Может быть, она думала тогда о какой-то стране, куда ее всегда тянуло, так же, как я рисую себе в воображении суровую северную реку, ночь, ясную и светлую, как речная галька, и самое восхитительное мое путешествие с Катериной Текаквитой. Мне надо было отправиться в него с Эдит. Я должен был сбросить с себя одежду и сменить личину, обмазавшись той жирной красной дрянью. Почему же только теперь, спустя столько лет, я возбуждаюсь при одном воспоминании о ней, стоявшей там в этой нелепой раскраске, о грудях ее, темных, как баклажаны, о лице, похожем на лицо Эла Джолсона
[10]? Почему же теперь так бесполезно кипит моя кровь? Я высокомерно пренебрег ее тюбиком.
– Прими ванну, – сказал я.
Слушая, как она плещется в ванне, я предвкушал удовольствие нашей легкой полночной трапезы. Жалкая победа разбудила во мне чувство голода.
8
Многих миссионеров убивали, поедали – чего только еще с ними ни делали. Микмаки, абенаки, монтанье, аттикамеге, гуроны: Орден иезуитов ладил с ними как умел. Бьюсь об заклад, много в этих лесах семени осталось. Только не с ирокезами – они съедали сердца священников. Интересно, какой у них был вкус? Ф. как-то сказал мне, что однажды съел сырое баранье сердце. Эдит любила мозги. 29 сентября 1642 года Рене Гупиль стал первой жертвой в черной рясе, принесенной могавкам. Ням-ням-ням, какая вкуснятина! Отец Жог
[11] попал «под топор варвара» 18 октября 1646 года. Все это – там, в черно-белом цвете. Церковь обожает такие подробности. И мне эти детали тоже нравятся. На них слетаются маленькие жирные ангелы с голубыми задницами. На них клюют индейцы. Десять лет спустя на них купилась Катерина Текаквита – лилия земли, орошенной Садовником кровью мучеников. Ф., ты своими экспериментами мне всю жизнь порушил. Ты ел сырое баранье сердце, ел кору, жрал дерьмо. Как мне жить в таком мире, где ты все свои эксперименты проклятые мог ставить? Ф. однажды сказал:
– Нет ничего столь удручающего, как эксцентричность современности.
Она была из клана тортуаз, лучшего клана могавков. Наше путешествие будет неспешным, но мы победим. Ее отец был ирокезом, дерьмом собачьим, как показала жизнь. Мать ее была алгонкинкой, принявшей христианство, крещенной и получившей образование в Труа-Ривьер – захолустном городишке, где индейской девушке противно жить (недавние слова молоденькой абенаки, ходившей там в школу). Ирокезы во время одного из своих набегов захватили ее как пленницу, и именно тогда ее от души употребили так, как ни до, ни после того у нее в жизни не случалось. Господи, да помогите же мне хоть кто-нибудь от грубости языка моего избавиться! Куда исчез серебряный колокольчик сладкозвучного языка моего? Не пред Богом ли я речь свою веду? Она стала рабыней ирокезского воина, но, должно быть, ее язык так остер был, что вместо того, чтобы ее выгнать вон, он на ней женился. Ее приняло племя, и с того самого дня она получила все права, которыми пользовались тортуаз. В хрониках сказано, что она денно и нощно молилась.
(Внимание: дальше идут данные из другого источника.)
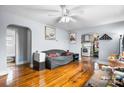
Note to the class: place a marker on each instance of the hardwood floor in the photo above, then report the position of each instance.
(74, 74)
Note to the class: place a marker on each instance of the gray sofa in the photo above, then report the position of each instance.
(52, 62)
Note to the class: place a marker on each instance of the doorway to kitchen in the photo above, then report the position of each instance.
(18, 43)
(90, 45)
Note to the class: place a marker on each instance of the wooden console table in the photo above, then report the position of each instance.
(116, 63)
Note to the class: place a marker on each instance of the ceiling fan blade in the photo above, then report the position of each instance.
(77, 18)
(73, 20)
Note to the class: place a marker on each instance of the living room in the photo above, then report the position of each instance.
(44, 20)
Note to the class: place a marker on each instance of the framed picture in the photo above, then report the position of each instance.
(72, 37)
(50, 33)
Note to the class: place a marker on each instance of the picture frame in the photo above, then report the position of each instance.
(50, 33)
(72, 37)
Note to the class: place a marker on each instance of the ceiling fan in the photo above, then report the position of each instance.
(68, 15)
(62, 13)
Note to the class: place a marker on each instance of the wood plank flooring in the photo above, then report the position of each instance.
(74, 74)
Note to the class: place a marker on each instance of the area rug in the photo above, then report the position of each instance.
(99, 79)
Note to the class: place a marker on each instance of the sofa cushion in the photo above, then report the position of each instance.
(52, 55)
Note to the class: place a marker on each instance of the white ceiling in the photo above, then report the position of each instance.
(88, 15)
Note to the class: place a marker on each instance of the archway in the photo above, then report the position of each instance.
(18, 43)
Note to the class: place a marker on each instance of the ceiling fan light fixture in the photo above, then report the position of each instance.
(65, 19)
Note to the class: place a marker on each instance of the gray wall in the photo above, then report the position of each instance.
(106, 47)
(22, 47)
(38, 36)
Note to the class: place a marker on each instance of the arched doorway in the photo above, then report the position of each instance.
(18, 43)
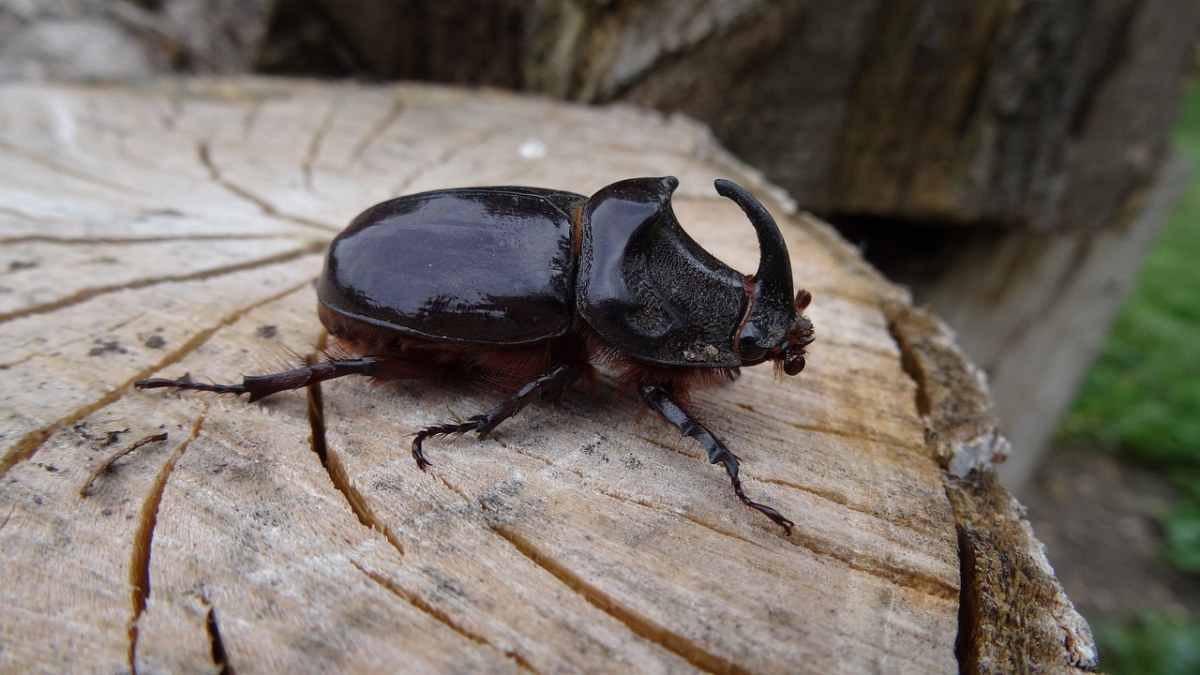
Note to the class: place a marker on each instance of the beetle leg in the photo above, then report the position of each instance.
(262, 386)
(663, 400)
(556, 378)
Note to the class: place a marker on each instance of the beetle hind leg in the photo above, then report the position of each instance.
(555, 380)
(661, 399)
(262, 386)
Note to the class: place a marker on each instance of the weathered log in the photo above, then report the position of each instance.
(177, 227)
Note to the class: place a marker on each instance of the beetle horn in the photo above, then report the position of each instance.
(773, 306)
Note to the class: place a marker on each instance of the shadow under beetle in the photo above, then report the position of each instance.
(533, 288)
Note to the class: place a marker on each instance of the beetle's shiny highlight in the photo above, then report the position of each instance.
(535, 288)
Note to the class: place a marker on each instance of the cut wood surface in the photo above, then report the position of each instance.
(178, 227)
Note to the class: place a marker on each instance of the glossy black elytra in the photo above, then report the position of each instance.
(534, 288)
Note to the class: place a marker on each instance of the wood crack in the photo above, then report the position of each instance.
(28, 444)
(336, 470)
(316, 141)
(687, 517)
(641, 626)
(898, 575)
(213, 627)
(267, 208)
(441, 616)
(377, 130)
(96, 291)
(143, 539)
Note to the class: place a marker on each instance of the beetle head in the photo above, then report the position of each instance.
(774, 327)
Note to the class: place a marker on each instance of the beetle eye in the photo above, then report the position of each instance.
(750, 351)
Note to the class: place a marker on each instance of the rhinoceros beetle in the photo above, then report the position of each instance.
(534, 288)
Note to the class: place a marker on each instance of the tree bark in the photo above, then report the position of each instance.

– Ням-ням, хрум-хрум, Боженька мой добренький, тук-тук, пук-пук, Пресвятая Троица, ди-ли-динь, пум-пурум, Господи Иисусе, – жизнь ее мужа, должно быть, превратилась в сущий ад.
9
Ф. сказал:
– Ничего между собой не связывай.
Он прокричал это лет двадцать назад, разглядывая мою увлажненную мужскую плоть. Уж не знаю, что ему привиделось в моих безумных в тот момент глазах – может быть, отблеск неверного постижения мира. Иногда, когда я кончаю или вот-вот погружусь в сон, разум мой, мне кажется, покидает меня и удаляется бесконечно длинным путем шириной в нить, нить цвета ночи. Туда, вовне стремится разум мой, плывет своим узким путем, побуждаемый любопытством, светлый открытостью миру, в дальнюю даль летит он, как мастерски заброшенная оперенная блесна в быстром полете по яркому свету над потоком. Где-то уже за пределами моей власти и моего контроля эта блесна распрямляется в копье, копье становится иглой, и игла эта сшивает мир воедино. Она пришивает кожу к скелету и губную помаду к губам, она сшивает Эдит, когда та стояла (и будет стоять, покуда я, страницы этой книги и вечное всевидящее око помнить будут) в нашем темном подземелье в своей раскраске, она пришивает к горам туман, пронизывает все, как нескончаемый кровоток, и наполняет туннель успокоительным чувством удовлетворенности, восхитительным ощущением единства. Все несоответствия мира, противоречия парадоксов, две стороны монеты, гадание на кофейной гуще, острое, как бритва, сознание, все противоположности, сущее и все его образы, предметы, не отбрасывающие тени, и повседневные впечатления на улице, то лицо и это, дом и зубную боль, впечатления, имена, которые складываются из разных букв, – моя игла пронзает их все и меня самого, мои неуемные фантазии, все, что было раньше и есть теперь, всех нас, как бусины ожерелья несравненной красоты и бессмысленности.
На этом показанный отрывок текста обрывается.